Casertana, il presidente D’Agostino a tutto campo su allenatore, squadra e futuro

CASERTA – Anche se il campo è rimasto silenzioso questo fine settimana causa focolaio Covid in casa Monopoli, tra i falchetti non sono mancate le novità. Il rinnovo di Guidi è stata senza dubbio la più bella ed attesa. Il tecnico toscano, dopo un inizio da brividi non per colpe sue, ha saputo rimanere calmo, ha saputo tenere ben fermo il timone umorale della squadra e gara dopo gara ha guidato la Casertana dal preoccupante ultimo posto in classifica sino alla zona play off.

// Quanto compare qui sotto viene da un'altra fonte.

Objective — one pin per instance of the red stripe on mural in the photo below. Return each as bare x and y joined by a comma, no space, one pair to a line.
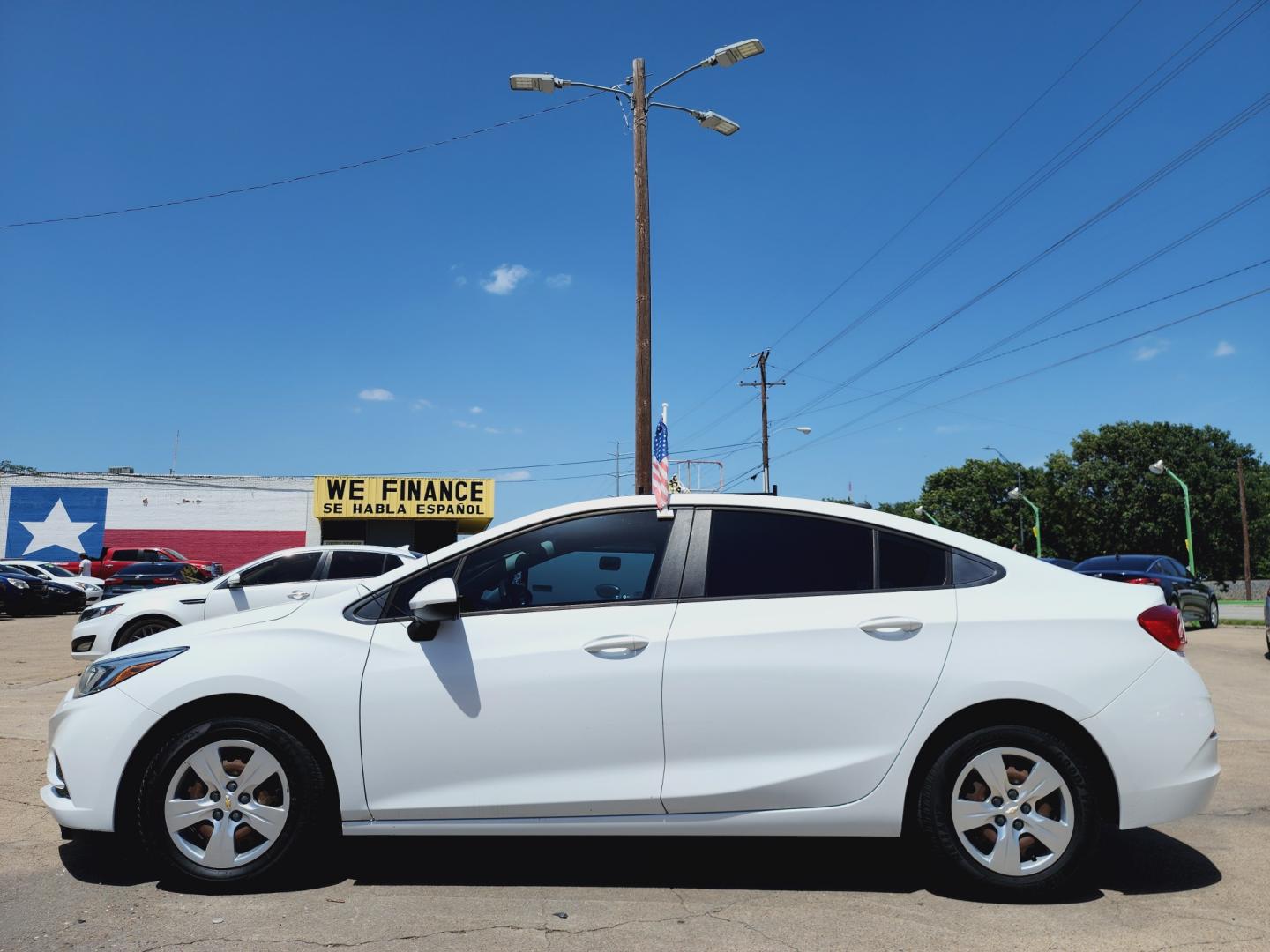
230,547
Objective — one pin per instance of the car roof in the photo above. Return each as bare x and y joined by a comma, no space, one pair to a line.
721,501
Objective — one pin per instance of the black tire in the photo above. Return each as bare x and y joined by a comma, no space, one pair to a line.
961,871
1212,619
306,792
143,628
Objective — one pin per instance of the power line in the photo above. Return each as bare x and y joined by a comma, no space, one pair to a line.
1044,172
837,433
1235,122
294,179
957,178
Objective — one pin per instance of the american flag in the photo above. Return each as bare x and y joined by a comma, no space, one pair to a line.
661,450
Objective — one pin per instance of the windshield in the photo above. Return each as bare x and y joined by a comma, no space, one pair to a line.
1133,564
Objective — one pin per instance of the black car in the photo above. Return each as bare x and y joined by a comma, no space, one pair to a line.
152,576
23,594
1183,591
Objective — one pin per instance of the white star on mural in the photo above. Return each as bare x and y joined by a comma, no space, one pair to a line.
56,530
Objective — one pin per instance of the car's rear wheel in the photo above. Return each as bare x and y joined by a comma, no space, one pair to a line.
1213,617
1010,810
143,628
230,799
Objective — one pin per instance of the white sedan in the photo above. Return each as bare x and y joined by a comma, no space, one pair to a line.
280,579
752,666
92,587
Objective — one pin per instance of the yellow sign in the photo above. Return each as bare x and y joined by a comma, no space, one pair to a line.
470,502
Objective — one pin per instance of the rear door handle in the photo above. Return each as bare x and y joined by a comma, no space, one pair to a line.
891,626
616,643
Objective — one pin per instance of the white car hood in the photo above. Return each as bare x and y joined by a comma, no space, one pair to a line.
181,635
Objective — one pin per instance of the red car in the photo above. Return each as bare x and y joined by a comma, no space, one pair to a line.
116,557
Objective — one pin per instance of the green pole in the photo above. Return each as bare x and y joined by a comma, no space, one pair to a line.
1191,547
1035,514
923,510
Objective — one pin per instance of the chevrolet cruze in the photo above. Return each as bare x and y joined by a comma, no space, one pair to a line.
739,666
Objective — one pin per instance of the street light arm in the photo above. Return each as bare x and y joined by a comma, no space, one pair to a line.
680,75
617,89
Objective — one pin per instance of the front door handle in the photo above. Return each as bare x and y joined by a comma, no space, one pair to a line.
616,643
891,626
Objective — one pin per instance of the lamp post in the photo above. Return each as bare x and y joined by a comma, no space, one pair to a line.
1019,485
1159,469
923,510
1016,495
640,103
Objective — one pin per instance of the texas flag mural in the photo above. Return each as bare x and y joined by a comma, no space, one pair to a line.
228,525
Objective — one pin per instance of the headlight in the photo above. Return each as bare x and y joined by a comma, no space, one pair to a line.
104,674
98,611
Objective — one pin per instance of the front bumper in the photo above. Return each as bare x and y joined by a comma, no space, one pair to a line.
90,740
1160,738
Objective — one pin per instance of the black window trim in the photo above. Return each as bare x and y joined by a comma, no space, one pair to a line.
671,569
698,547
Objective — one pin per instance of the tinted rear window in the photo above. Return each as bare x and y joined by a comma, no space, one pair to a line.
906,562
1134,564
780,554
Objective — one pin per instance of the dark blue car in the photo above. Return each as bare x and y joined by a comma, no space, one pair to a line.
1183,591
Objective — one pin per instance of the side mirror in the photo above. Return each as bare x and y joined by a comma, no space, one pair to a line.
435,603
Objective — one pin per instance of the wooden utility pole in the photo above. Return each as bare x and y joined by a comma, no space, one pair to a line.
761,363
643,290
1247,554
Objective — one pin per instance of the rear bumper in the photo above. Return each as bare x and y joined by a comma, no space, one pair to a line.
90,740
1160,736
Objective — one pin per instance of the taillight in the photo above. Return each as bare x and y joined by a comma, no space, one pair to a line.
1166,626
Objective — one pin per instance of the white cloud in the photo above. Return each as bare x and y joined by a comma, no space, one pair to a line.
1148,352
504,279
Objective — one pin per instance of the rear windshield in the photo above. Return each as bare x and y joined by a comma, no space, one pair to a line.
1134,564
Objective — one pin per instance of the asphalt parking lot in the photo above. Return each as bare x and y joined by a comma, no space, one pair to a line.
1198,882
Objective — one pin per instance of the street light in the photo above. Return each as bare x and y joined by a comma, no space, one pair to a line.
1019,485
1159,469
640,103
1015,494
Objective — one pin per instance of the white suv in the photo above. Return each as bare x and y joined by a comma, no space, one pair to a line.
282,580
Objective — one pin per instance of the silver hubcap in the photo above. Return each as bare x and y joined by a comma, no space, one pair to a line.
227,804
1012,811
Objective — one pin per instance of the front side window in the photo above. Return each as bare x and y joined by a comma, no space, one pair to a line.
594,560
906,562
355,565
286,569
781,554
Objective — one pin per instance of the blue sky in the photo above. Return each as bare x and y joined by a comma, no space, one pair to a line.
487,286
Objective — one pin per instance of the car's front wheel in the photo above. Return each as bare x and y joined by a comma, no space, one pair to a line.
1011,810
143,628
230,799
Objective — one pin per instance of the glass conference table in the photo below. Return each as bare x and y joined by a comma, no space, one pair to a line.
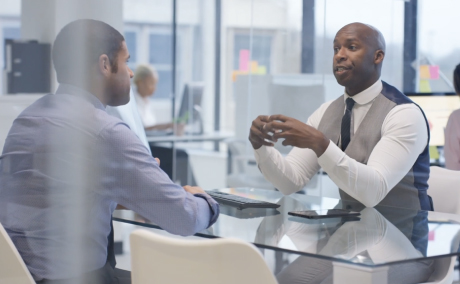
364,249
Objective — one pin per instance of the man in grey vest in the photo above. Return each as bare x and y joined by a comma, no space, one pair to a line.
372,141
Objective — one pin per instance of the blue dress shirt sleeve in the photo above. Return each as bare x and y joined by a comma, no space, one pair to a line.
136,181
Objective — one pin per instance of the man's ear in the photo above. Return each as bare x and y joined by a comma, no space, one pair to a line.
104,65
378,56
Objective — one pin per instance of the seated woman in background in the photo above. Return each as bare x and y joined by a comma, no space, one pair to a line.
146,80
452,131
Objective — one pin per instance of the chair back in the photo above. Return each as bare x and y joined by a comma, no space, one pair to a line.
160,259
12,267
444,188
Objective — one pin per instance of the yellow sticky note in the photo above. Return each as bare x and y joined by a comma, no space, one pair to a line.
262,70
425,86
425,72
235,73
434,153
254,66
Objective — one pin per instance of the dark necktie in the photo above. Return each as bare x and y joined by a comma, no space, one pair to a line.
346,124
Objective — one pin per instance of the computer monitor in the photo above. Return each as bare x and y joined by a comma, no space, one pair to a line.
190,106
437,108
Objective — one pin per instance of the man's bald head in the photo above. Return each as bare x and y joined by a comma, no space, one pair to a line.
367,33
359,50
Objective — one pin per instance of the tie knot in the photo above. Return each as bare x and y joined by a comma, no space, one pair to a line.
350,103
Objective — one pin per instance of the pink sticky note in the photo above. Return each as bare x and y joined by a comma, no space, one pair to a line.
434,72
244,60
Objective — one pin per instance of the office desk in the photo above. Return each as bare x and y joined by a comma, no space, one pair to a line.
212,136
361,250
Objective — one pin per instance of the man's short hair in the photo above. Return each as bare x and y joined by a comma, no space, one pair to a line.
79,45
144,71
457,79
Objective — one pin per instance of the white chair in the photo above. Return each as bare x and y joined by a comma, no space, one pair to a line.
444,189
12,268
160,259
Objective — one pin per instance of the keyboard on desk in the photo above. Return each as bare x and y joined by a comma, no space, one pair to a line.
240,202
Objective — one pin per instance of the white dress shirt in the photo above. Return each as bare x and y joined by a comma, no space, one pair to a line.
145,111
130,115
404,137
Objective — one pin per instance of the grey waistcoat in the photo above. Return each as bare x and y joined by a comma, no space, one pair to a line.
410,192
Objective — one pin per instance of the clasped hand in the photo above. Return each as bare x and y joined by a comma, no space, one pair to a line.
266,130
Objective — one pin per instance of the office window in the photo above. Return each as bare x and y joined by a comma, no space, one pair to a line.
164,87
131,42
161,50
438,46
261,50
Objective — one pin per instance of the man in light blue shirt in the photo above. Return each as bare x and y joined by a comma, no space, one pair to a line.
67,164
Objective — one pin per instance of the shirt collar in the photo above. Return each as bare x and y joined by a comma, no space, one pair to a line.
368,95
76,91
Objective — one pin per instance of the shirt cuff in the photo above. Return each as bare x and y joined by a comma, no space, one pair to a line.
331,157
262,153
213,206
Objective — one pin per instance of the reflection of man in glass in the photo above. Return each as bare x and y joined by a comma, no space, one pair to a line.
372,141
371,240
67,164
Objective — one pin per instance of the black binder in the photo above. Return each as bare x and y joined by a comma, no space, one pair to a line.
27,66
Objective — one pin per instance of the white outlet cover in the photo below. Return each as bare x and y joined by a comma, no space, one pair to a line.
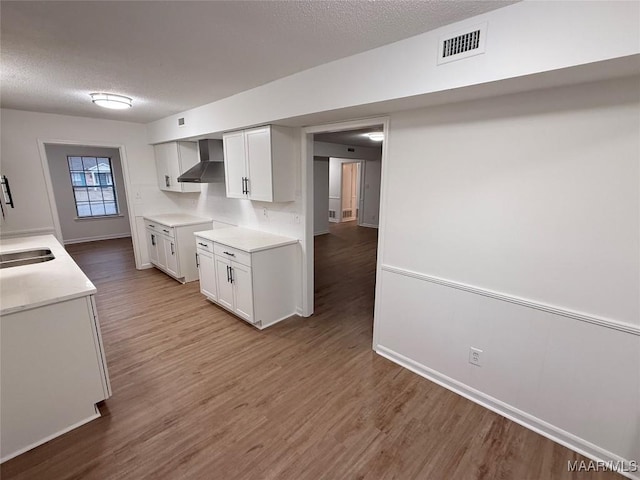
475,356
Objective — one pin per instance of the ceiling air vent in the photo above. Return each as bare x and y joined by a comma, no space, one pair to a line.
462,44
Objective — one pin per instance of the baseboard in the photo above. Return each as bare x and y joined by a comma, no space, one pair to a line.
28,233
97,239
51,437
577,444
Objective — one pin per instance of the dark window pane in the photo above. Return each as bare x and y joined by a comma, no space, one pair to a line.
89,163
95,194
104,165
108,194
97,209
78,179
84,210
81,194
110,208
75,163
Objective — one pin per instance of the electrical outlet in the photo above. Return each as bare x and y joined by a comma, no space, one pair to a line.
475,356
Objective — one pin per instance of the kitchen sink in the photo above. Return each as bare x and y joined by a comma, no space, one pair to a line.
27,257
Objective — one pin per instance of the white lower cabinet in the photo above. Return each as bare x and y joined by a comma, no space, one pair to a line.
234,287
170,244
256,282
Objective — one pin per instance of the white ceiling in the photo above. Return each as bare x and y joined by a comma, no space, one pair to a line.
170,56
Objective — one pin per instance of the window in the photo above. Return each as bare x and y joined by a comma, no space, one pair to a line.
93,187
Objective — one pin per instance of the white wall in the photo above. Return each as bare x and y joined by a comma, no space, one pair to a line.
513,225
320,195
575,33
22,163
87,229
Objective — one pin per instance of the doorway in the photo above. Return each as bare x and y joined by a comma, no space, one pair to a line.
353,199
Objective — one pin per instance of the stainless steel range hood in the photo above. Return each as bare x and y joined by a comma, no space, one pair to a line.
210,168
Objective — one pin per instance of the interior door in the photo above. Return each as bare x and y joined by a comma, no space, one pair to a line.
225,287
349,191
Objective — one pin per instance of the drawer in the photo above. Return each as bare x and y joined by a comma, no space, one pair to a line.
159,227
232,254
168,231
204,244
153,226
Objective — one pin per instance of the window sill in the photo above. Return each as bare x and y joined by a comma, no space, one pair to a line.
101,217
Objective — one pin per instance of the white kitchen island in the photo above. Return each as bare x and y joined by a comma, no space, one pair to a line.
53,367
251,273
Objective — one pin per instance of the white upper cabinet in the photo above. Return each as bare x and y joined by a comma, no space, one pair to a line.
260,164
173,159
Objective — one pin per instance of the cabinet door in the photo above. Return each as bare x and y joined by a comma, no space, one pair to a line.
234,164
152,246
163,153
171,254
243,291
207,273
188,156
259,168
225,288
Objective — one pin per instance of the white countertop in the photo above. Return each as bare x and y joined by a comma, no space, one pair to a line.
245,239
31,286
177,219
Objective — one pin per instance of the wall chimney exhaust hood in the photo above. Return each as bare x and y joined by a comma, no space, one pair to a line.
210,168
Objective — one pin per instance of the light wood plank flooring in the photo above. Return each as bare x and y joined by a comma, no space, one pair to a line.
199,394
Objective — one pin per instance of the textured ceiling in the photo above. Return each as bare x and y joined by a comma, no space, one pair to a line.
170,56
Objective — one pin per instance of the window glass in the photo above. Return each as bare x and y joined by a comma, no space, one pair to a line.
93,186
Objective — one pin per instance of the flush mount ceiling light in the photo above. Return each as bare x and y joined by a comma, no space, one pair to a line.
110,100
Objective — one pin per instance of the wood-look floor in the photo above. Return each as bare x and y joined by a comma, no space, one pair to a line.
199,394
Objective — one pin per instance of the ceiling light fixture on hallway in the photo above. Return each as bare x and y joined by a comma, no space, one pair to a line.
110,100
375,136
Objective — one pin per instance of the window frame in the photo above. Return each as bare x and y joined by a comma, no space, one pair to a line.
93,180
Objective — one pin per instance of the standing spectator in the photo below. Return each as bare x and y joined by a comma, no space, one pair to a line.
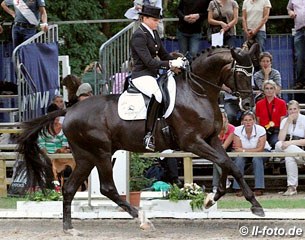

Post season che sarebbe un bel modo di chiudere questa strana annata sportiva.

Il presidente D’Agostino in sede di conferenza stampa ha sottolineato come la conferma di Guidi sia stata voluta fortemente per dare un segno di continuità al progetto. “Abbiamo sottoscritto un contratto biennale- afferma il numero uno dei falchetti – frutto di una decisione presa già tempo fa. E’ stata una pura formalità. Abbiamo aspettato che la squadra si tirasse fuori da quella che era una situazione delicata. Rinnovo meritato in pieno. Sia per i risultati che per la professionalità messa a disposizione della Casertana. Ci ha dato tanto. Sono molto contento che resti almeno altri due anni, poi chissà”.

“Il prossimo anno dovrebbe essere quello della rinascita. Con la speranza di lasciarci alle spalle questa maledetta pandemia e con l’inizio dei lavori del nuovo stadio. E’ giusto fare questo percorso con un allenatore che stimo, sia come persona che come professionista. Non confermarlo sarebbe stato un passo indietro. Stiamo lavorando seguendo un percorso ben definito. Siamo l’unica squadra che schiera ben 4 calciatori cresciuti nel proprio settore giovanile. E domenica stava per esordire anche un 2003 come De Vivo. Bisogna riconoscere questo piccolo merito alla società. Non è una questione di minutaggio o altro. Ma di vero e proprio orgoglio.

“Vogliamo sicuramente migliorarci. Un campionato in cui partire meglio rispetto a quest’anno. Siamo già al lavoro in prospettiva futura e questo sarà un vantaggio. Ad oggi ho la convinzione che in estate partiranno i lavori per il nuovo stadio. Obiettivi futuri? Fare ancora due, tre o dieci campionati di Lega Pro tra i comuni mortali non mi interessa. Ho sempre detto che se non parte lo stadio, vado via. Perché ritengo che, in questa ottica, le strutture siano fondamentali. Fare la comparsa non mi piace. Sono uno ambizioso. Per bacino d’utenza, è vero, la C ci sta stretta. Dobbiamo far sì che questo salto avvenga. E le strutture sono il primo tassello imprescindibile. Lo stadio sarà la spinta per portarci in alto. Con una programmazione importante che sto cercando di improntare, credo che in breve tempo potremo avere i primi frutti”.